Suppressing the crystallographic disorders induced by excess PbI₂ to achieve trade-off between efficiency and stability for PbI₂-rich perovskite solar cells

Excess PbI₂ can improve the efficiency of perovskite solar cells (PSCs). However, it usually leads to poor cell stability due to the chemically active nature of PbI₂. Improving the stability of PbI₂-rich perovskite solar cells without scarifying the efficiency remains challenging. In this work, it is found that the non-uniform and multiple nucleation of perovskite induces crystallographic disorders at grain boundaries (GBs) of PbI₂-rich perovskite. These disorders working as the n-type shallow dopant reduces the energy barrier for photogenerated electrons to reach GBs, triggering the decomposition of excess PbI₂ there. Therefore, the instability of PbI₂-rich PSCs is related with the remote coupling of excess PbI₂ with the disorders at GBs. In light of this finding, we introduced a small amount (0.5 mol%) of CdI₂ into precursor solution to optimize the crystallization of PbI₂-rich perovskite, and finally achieved a trade-off between efficiency and stability in PbI₂-rich PSCs.
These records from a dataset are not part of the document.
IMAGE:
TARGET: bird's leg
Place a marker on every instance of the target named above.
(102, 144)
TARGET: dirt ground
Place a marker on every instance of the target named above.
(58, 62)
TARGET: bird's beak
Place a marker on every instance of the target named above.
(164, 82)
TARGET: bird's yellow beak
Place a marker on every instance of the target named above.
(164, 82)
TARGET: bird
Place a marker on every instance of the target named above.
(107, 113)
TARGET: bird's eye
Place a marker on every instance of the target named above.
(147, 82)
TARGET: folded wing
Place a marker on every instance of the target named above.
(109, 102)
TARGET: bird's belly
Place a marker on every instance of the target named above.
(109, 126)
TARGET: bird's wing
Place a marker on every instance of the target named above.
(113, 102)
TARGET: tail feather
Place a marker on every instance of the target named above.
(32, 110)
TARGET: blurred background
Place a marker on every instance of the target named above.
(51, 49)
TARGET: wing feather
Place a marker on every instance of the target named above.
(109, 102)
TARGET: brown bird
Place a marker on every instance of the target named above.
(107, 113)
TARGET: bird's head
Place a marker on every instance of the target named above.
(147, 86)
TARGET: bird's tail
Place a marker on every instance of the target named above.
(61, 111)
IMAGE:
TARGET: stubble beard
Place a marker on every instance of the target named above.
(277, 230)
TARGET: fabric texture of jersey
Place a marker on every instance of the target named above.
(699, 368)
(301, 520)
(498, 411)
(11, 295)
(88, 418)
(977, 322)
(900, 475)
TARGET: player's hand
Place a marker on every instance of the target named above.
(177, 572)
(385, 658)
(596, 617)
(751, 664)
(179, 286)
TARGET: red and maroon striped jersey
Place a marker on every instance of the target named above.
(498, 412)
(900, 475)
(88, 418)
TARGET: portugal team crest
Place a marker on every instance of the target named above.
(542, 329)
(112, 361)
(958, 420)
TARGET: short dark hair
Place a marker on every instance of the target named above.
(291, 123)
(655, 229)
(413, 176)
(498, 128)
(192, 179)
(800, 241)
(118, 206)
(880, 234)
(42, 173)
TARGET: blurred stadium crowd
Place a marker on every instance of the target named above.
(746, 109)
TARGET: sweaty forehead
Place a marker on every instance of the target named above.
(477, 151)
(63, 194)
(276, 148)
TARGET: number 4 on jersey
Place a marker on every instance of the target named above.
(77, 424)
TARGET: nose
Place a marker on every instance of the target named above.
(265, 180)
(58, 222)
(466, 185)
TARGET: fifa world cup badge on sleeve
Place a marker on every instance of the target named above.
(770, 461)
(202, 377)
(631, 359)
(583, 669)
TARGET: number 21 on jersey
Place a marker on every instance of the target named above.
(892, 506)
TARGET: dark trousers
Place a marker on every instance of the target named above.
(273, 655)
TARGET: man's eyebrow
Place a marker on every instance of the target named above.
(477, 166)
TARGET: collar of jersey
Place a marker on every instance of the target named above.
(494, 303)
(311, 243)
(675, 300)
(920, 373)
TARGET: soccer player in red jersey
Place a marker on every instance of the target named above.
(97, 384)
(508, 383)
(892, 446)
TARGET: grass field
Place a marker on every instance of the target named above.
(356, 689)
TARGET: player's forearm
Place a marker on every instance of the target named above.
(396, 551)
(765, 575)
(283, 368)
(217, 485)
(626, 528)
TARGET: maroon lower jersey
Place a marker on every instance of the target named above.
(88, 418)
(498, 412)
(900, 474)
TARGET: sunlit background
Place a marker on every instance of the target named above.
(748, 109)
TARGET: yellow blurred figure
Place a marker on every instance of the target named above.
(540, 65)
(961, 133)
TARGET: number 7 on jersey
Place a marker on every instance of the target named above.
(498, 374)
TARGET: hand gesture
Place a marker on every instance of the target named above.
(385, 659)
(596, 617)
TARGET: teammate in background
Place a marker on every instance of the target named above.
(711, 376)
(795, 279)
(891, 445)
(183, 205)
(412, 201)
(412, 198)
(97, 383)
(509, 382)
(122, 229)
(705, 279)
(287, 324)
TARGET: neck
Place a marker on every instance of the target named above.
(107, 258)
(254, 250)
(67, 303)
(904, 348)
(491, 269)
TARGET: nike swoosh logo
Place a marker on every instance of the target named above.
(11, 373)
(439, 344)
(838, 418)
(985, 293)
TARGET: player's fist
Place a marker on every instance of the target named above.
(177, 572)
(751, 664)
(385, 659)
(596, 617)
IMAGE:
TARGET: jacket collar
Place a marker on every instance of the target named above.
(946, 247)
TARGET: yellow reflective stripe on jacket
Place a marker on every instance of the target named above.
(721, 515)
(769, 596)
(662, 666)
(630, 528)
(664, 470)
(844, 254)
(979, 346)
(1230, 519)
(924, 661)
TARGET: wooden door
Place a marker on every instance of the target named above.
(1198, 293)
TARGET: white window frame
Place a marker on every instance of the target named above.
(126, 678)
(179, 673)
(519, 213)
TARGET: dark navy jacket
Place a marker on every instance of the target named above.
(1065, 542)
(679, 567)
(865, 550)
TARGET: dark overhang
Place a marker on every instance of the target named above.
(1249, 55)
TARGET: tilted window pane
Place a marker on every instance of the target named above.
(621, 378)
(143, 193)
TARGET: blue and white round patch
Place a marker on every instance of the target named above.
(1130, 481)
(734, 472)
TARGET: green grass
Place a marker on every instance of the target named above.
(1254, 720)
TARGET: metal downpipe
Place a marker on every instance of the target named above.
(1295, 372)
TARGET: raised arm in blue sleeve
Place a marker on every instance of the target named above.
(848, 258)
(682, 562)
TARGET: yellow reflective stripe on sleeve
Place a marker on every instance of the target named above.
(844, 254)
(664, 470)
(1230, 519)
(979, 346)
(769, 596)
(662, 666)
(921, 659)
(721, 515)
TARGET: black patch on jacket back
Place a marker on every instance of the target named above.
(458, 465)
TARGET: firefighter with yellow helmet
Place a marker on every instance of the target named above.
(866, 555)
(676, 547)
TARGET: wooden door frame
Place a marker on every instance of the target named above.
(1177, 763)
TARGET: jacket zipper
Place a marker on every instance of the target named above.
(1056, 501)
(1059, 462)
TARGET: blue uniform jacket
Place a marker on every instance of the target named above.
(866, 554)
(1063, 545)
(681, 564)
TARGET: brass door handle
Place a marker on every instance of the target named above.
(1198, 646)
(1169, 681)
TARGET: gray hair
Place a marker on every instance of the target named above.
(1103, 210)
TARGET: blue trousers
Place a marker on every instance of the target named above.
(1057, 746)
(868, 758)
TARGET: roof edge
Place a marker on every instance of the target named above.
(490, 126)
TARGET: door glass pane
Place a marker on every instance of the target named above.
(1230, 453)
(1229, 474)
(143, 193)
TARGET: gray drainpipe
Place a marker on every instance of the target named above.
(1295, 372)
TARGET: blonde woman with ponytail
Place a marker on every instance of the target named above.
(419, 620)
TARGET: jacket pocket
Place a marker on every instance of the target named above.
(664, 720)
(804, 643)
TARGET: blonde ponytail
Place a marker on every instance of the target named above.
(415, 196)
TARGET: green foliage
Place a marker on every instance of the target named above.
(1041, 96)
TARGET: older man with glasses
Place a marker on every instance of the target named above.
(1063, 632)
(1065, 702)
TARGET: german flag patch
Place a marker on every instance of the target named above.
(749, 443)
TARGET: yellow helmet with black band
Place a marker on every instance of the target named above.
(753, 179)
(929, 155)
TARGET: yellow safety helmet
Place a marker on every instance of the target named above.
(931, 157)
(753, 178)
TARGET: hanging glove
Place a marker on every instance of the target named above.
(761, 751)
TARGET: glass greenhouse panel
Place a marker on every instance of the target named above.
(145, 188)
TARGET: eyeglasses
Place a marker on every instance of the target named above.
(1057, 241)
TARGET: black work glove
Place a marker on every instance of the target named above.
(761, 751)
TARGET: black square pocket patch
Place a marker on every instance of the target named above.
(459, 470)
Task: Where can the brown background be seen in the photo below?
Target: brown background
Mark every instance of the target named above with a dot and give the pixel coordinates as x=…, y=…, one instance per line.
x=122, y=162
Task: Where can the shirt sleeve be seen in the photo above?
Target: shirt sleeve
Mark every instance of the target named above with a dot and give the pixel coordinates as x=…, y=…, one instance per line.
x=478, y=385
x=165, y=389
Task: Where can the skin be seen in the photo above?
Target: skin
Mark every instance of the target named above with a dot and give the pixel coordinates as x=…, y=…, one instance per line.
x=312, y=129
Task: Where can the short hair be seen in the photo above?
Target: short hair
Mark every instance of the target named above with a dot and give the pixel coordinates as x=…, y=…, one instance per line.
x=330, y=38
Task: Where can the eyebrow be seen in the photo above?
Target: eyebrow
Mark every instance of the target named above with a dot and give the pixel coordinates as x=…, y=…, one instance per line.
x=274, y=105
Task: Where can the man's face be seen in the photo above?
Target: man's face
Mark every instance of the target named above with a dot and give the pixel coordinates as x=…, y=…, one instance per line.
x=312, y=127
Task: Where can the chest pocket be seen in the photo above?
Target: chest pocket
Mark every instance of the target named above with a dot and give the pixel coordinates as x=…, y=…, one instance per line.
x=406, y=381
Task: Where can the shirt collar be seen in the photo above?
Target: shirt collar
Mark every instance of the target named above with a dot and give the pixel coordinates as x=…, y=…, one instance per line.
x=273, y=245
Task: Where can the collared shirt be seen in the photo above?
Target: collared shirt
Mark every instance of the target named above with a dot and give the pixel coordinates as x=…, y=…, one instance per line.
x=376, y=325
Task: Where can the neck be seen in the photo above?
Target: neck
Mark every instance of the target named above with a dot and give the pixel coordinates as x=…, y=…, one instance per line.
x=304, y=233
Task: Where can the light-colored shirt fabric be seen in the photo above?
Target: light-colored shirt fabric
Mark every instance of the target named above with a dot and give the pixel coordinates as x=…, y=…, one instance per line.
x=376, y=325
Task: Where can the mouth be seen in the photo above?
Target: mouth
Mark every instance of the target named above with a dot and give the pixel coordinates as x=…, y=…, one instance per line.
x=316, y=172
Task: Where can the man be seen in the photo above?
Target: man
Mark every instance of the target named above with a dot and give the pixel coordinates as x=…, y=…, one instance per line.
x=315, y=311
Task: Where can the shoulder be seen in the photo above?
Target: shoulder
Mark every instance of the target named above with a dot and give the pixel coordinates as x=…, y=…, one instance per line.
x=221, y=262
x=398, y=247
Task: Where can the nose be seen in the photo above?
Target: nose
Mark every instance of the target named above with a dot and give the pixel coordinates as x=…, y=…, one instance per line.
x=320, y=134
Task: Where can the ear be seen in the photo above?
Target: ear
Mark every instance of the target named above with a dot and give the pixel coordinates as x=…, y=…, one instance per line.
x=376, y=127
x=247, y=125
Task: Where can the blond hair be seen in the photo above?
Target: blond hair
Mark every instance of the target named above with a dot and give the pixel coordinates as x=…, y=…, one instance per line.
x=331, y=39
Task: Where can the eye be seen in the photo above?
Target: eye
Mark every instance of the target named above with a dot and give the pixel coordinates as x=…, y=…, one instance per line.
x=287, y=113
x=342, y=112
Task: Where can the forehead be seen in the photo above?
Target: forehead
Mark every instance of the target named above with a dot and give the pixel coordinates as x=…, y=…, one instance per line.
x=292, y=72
The optimized PSCs with 10 mol% excess PbI₂ (PC-Device) achieved a champion efficiency of 24.26% at the bandgap 1.55 eV with robust stability. PC-Devices maintain more than 90% of the initial efficiency after being stressed under UV light in ambient with a relative humidity of 50% for 500 hours, and 70% under heat at 85˚C for 400 hours, both of which are far superior to the pristine PbI₂-rich solar cells.